A recession is technically defined as two consecutive quarters of negative growth.
Year-on-year, GDP increased by 0.1% in the eurozone and by 0.2% in the wider bloc.
Within individual member states, GDP fell 0.3% month-on-month in Germany, the EU's biggest economy.
In contrast, it rose by 0.6% in Spain, 0.1% in France and 0.2% in Italy.
For the year as a whole, GDP edged up 0.4% in both the eurozone and EU.
Eurostat also posted unemployment data on Friday showing the number of employed persons increased by 0.3% in the eurozone and by 0.2% in the EU quarter-on-quarter. Year-on-year, employment rose by 1.2% and by 1% in wider bloc.

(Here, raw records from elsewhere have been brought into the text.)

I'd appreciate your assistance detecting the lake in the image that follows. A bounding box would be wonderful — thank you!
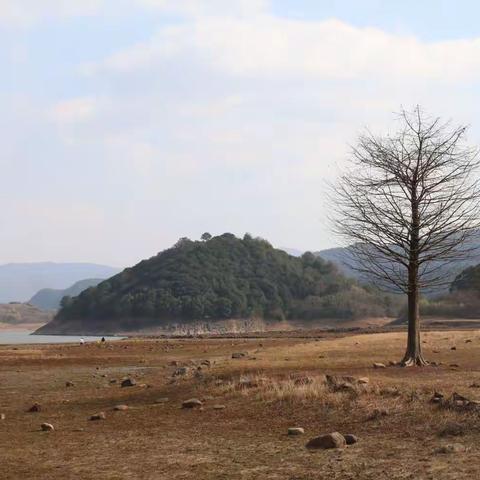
[0,331,124,345]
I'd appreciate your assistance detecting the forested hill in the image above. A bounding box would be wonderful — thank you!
[450,265,480,292]
[37,233,396,334]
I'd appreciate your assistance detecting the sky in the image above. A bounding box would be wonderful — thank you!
[2,0,480,267]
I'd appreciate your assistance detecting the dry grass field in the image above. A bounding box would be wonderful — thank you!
[2,330,480,479]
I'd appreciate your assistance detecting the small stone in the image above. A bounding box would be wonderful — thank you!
[358,377,369,384]
[469,383,480,388]
[343,434,358,445]
[213,404,226,410]
[65,381,75,387]
[288,427,305,435]
[182,398,203,409]
[0,413,5,420]
[465,339,472,343]
[109,379,117,384]
[121,378,136,388]
[451,346,457,350]
[172,367,189,377]
[306,432,346,449]
[113,404,129,411]
[28,403,41,412]
[90,412,106,421]
[41,423,54,431]
[431,391,445,403]
[435,443,466,454]
[232,352,247,359]
[373,362,386,369]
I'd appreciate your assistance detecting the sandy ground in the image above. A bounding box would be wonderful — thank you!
[2,330,480,479]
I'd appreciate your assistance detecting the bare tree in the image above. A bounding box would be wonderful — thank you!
[333,107,480,366]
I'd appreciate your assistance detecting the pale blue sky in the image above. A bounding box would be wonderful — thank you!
[2,0,480,266]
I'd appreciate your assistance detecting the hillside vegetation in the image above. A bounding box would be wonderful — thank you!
[41,234,397,333]
[29,278,105,311]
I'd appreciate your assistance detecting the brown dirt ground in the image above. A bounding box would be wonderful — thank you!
[2,330,480,479]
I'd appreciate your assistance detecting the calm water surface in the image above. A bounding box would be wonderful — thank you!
[0,331,123,345]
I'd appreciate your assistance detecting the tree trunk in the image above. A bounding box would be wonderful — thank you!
[401,185,428,367]
[401,283,428,366]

Melanie Debono, senior Europe economist at Pantheon Macroeconomics, said: "GDP went nowhere last year.
"Today's data also showed that the fall in productivity is abating somewhat. Admittedly hours worked increased by just 0.1% quarter-on-quarter, after a 0.1% fall in the third quarter.
"But a simple estimate in annual terms shows productivity fall by 1.1% in year-over year terms last quarter.
"Looking ahead, we think productivity will pick up, as labour hoarding practices reverse, offsetting a slight slowdown in employment growth, such that GDP growth picks up. We think consumers spending growth will pick up as real income growth recovers. But the ECB tightening cycle last year will continue to weigh on investment."